In all, 156 JIRAs were resolved in this release. Notable work done includes:
- Initial import of code into Apache. (SAMZA-1)
- Upgraded to YARN 2.2 from YARN 2.05-alpha. (SAMZA-9)
- Numerous state management bug fixes.
- Java 7 support. (SAMZA-16)
- A ton of work on documentation, tutorials, hello-samza, and Javadocs.
- Scala 2.10 support, and removal of support for Scala 2.8 (SAMZA-128, SAMZA-160)
- One-off resets for input stream offsets. (SAMZA-180)
- Upgrade to support Apache Kafka 0.8.1, which includes log compaction. (SAMZA-180)
- A consensus based shutdown API. (SAMZA-253)
- A pluggable message sorting API. (SAMZA-2)
We've also made a lot of community progress during this release:
- Added 4 new committers (Garry Turkington, Martin Kleppmann, Zhijie Shen, and Yan Fang).

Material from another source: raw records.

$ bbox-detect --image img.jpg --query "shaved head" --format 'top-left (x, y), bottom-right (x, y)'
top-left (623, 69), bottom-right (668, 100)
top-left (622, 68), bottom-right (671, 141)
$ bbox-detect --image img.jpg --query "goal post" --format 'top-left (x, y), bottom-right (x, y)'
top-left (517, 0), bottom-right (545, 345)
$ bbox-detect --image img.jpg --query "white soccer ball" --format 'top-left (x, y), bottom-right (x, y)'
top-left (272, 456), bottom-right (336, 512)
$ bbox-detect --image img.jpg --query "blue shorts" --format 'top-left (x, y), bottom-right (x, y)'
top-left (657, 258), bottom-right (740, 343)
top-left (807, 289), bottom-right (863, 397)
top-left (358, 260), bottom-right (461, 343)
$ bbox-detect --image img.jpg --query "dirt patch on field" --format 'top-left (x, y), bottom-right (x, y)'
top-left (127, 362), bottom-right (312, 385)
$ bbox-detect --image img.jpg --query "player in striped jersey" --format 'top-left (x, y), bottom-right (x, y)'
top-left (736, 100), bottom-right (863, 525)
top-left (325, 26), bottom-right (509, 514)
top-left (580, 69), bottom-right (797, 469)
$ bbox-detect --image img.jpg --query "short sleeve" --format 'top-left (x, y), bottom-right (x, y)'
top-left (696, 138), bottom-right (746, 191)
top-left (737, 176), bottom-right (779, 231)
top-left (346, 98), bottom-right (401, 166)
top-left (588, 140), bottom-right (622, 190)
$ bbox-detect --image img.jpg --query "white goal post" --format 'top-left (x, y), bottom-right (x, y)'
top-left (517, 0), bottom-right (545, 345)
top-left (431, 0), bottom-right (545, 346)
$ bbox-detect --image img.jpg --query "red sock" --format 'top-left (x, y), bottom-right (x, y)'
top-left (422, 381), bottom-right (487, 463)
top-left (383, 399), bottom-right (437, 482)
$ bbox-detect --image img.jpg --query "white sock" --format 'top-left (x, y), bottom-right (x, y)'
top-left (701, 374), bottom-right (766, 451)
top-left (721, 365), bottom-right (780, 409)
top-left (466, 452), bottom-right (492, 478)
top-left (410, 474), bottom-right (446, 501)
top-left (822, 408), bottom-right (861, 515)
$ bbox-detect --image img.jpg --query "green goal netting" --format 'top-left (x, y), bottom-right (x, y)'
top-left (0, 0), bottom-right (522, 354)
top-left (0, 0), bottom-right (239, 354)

- Accepted patches from 14 distinct contributors.
- Presented on Samza's architecture and usage.
- Had over 1000 emails to the developer mailing list.
Even after all this work, there's still a lot to be done. In our next release (0.8.0), we're planning to focus on performance. This work includes:
- Switching Samza's state feature to use RocksDB instead of LevelDB. (SAMZA-236)
- Supporting pluggable partition-container assignment strategies. (SAMZA-71)
- Improving consumer performance. (SAMZA-245)
- Upgrading Samza's YARN UI. (SAMZA-32, SAMZA-237, SAMZA-290)
I'd like to close by thanking everyone who's been involved in the project. It's been a great experience to be involved in this community, and I look forward to its continued growth.